The event, which will start at 7 p.m. Tuesday, Oct. 23, is scheduled for exactly two weeks before Election Day.
There is perhaps no more inspiring venue to hold a large public gathering in the Denver metro area than Red Rocks Amphitheatre, our 9,000-seat open air performance space cut into an acoustically perfect bowl of Fountain Formation sandstone at the foot of Mt. Morrison. So many Denver residents have marked the passage of time by the countless great musicians that have performed there, or attend the annual nondenominational Easter sunrise services.
But at the base of the statute you can see above, which many Republican attendees of Mitt Romney's rally will see on Tuesday as they take their seats, here is the inscription:

That's right, folks--Red Rocks Amphitheatre was built by the Civilian Conservation Corps (CCC) under President Franklin D. Roosevelt. Red Rocks was a "New Deal" employment project of the Works Progress Administration (WPA).
Think about it: hundreds of men put to work by the government for five years to build...a concert hall? So Dodge Trucks--another recipient of taxpayer bailout dollars (!)--could sponsor the Red Rocks Summer Concert Series all these years later? Seriously, folks, is there a self-respecting modern-day Republican out there who would not have instinctively called the idea of using taxpayer dollars to build Red Rocks Amphitheatre a "boondoggle?"

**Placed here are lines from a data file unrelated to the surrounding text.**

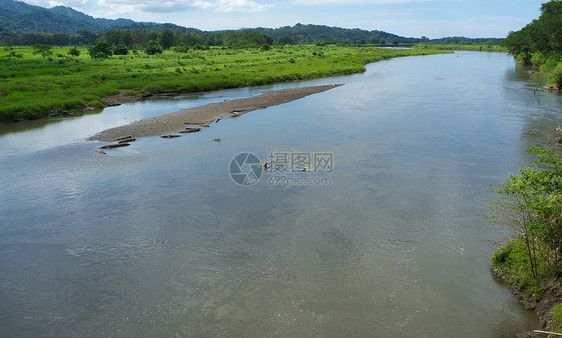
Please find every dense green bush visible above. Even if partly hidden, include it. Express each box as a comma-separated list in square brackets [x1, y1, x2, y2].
[144, 43, 163, 55]
[88, 42, 113, 59]
[112, 45, 129, 55]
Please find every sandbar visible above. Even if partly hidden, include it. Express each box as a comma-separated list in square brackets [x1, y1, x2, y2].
[89, 84, 341, 142]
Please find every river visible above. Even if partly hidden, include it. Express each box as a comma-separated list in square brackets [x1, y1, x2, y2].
[0, 52, 562, 337]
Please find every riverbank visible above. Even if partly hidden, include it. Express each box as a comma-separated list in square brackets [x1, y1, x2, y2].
[491, 239, 562, 338]
[89, 84, 341, 142]
[0, 45, 444, 123]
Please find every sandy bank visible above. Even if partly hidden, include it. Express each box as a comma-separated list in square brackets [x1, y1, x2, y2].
[89, 85, 341, 142]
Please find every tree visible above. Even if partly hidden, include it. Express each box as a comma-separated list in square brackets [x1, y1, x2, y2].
[88, 42, 113, 59]
[112, 45, 129, 55]
[158, 28, 176, 49]
[32, 43, 53, 59]
[487, 148, 562, 278]
[144, 41, 163, 55]
[68, 46, 80, 57]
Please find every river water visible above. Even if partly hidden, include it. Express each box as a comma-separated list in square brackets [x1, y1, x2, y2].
[0, 52, 562, 337]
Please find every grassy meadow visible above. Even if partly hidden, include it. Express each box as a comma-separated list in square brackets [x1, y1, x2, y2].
[415, 43, 508, 53]
[0, 45, 446, 123]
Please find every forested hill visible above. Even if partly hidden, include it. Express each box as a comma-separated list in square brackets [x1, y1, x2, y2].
[256, 23, 416, 44]
[0, 0, 187, 35]
[0, 0, 501, 45]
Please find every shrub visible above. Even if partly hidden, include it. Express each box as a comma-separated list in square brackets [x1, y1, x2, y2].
[175, 42, 189, 53]
[113, 45, 129, 55]
[88, 42, 113, 59]
[144, 43, 163, 55]
[68, 47, 80, 57]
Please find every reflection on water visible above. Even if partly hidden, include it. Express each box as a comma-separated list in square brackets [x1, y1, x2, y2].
[0, 52, 561, 337]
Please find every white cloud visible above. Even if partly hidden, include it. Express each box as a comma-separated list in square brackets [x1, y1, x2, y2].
[293, 0, 435, 6]
[23, 0, 273, 13]
[215, 0, 272, 12]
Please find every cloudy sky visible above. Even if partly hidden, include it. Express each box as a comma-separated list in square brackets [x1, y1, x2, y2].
[25, 0, 547, 38]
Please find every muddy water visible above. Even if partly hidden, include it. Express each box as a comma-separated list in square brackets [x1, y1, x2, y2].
[0, 52, 562, 337]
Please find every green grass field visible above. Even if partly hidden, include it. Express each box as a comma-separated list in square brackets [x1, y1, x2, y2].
[415, 44, 508, 53]
[0, 45, 446, 123]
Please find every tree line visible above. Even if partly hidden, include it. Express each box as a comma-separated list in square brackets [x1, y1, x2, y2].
[504, 0, 562, 64]
[0, 27, 274, 49]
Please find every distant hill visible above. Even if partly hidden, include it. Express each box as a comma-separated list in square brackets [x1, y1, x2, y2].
[252, 23, 422, 44]
[0, 0, 502, 45]
[0, 0, 187, 35]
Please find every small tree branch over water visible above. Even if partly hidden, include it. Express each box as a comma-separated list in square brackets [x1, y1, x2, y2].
[485, 148, 562, 279]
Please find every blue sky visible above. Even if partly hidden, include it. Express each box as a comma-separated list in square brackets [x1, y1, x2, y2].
[25, 0, 547, 38]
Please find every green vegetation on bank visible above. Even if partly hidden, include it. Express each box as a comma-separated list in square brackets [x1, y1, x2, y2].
[486, 148, 562, 328]
[503, 0, 562, 85]
[0, 45, 448, 122]
[414, 43, 508, 53]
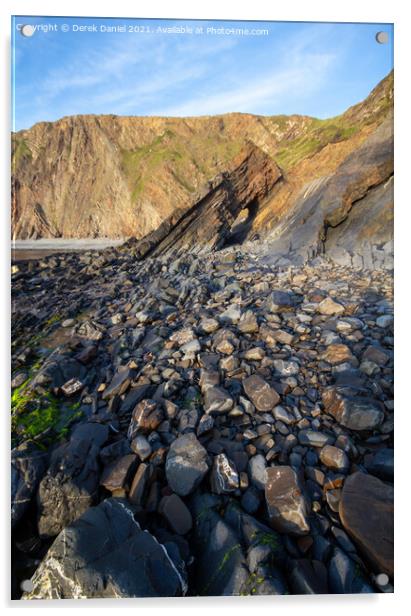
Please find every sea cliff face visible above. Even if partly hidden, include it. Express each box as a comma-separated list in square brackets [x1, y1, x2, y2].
[12, 73, 393, 262]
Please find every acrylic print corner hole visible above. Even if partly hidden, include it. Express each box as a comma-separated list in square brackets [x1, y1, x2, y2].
[11, 16, 394, 602]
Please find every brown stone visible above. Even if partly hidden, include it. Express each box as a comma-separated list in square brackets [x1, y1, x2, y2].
[339, 472, 394, 576]
[128, 400, 164, 440]
[323, 344, 355, 366]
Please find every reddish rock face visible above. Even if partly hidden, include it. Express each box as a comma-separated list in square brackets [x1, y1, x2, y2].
[339, 473, 394, 576]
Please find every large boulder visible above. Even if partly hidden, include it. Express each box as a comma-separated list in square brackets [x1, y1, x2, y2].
[339, 472, 394, 576]
[166, 432, 209, 496]
[37, 423, 108, 537]
[243, 374, 280, 412]
[11, 443, 48, 527]
[23, 498, 187, 599]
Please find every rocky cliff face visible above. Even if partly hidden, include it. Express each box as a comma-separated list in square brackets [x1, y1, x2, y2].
[12, 73, 393, 258]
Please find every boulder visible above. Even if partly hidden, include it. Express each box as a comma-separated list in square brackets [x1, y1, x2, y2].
[37, 423, 108, 537]
[339, 472, 394, 577]
[23, 498, 187, 599]
[323, 387, 384, 431]
[166, 432, 208, 496]
[11, 443, 48, 528]
[243, 374, 280, 412]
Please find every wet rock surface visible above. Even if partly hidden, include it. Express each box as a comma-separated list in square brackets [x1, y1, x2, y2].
[12, 243, 394, 598]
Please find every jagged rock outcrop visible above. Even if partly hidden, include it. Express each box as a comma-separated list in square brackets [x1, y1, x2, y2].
[122, 145, 282, 258]
[12, 73, 393, 267]
[262, 116, 394, 268]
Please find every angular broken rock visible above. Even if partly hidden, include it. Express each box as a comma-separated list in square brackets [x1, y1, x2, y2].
[210, 453, 240, 494]
[103, 368, 135, 400]
[320, 445, 350, 472]
[243, 374, 280, 412]
[339, 472, 394, 576]
[266, 291, 295, 312]
[127, 399, 164, 441]
[204, 387, 234, 415]
[23, 498, 187, 599]
[74, 321, 105, 340]
[37, 424, 108, 537]
[323, 344, 354, 366]
[265, 466, 310, 535]
[166, 432, 208, 496]
[11, 442, 48, 527]
[100, 453, 137, 492]
[61, 379, 84, 397]
[323, 387, 384, 431]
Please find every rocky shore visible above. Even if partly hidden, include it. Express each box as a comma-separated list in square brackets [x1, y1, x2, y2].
[11, 244, 394, 599]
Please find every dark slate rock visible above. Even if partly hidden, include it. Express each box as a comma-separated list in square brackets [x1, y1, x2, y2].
[23, 499, 187, 599]
[243, 374, 280, 412]
[288, 558, 329, 595]
[365, 448, 394, 481]
[323, 387, 384, 431]
[339, 472, 394, 576]
[328, 548, 374, 594]
[11, 443, 48, 527]
[37, 423, 108, 537]
[103, 367, 136, 400]
[265, 466, 310, 535]
[100, 453, 137, 492]
[166, 432, 208, 496]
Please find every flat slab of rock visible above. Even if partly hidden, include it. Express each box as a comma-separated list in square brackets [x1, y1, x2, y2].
[339, 472, 394, 577]
[243, 374, 280, 413]
[23, 498, 187, 599]
[166, 433, 208, 496]
[265, 466, 310, 535]
[323, 387, 384, 431]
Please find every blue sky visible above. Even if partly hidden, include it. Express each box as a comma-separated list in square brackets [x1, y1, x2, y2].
[12, 16, 393, 130]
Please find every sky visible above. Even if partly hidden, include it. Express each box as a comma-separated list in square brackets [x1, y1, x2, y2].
[12, 16, 393, 130]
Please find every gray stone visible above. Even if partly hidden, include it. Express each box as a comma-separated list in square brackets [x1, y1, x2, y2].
[273, 359, 300, 376]
[210, 453, 240, 494]
[11, 443, 48, 527]
[323, 387, 384, 431]
[248, 454, 267, 490]
[298, 430, 334, 447]
[339, 472, 394, 577]
[265, 466, 310, 535]
[166, 433, 208, 496]
[204, 387, 234, 415]
[243, 374, 280, 412]
[320, 445, 350, 473]
[158, 494, 193, 535]
[23, 498, 187, 599]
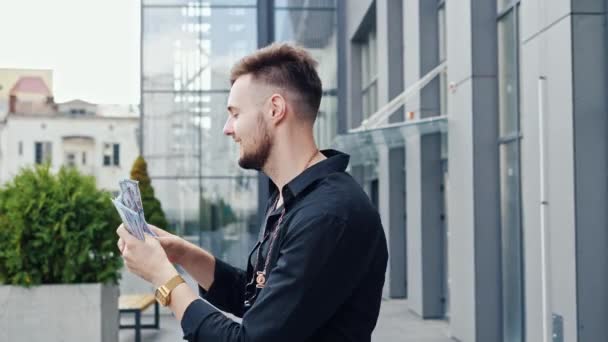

Democrat Laura Chapin, a former speechwriter for Gov. Bill Ritter, wrote at the Denver paper's guest blog Friday about the irony--or in her words, the hypocrisy--of Romney holding a rally at an amphitheatre that was built with "failed stimulus money."
Much like the factory Romney spoke at in Colorado Springs that gladly took ARRA contracts, it's a point that shouldn't be lost as rallygoers bask in the magnificent view.
There's a component of hubris in Tuesday's Romney/Ryan rally at Red Rocks.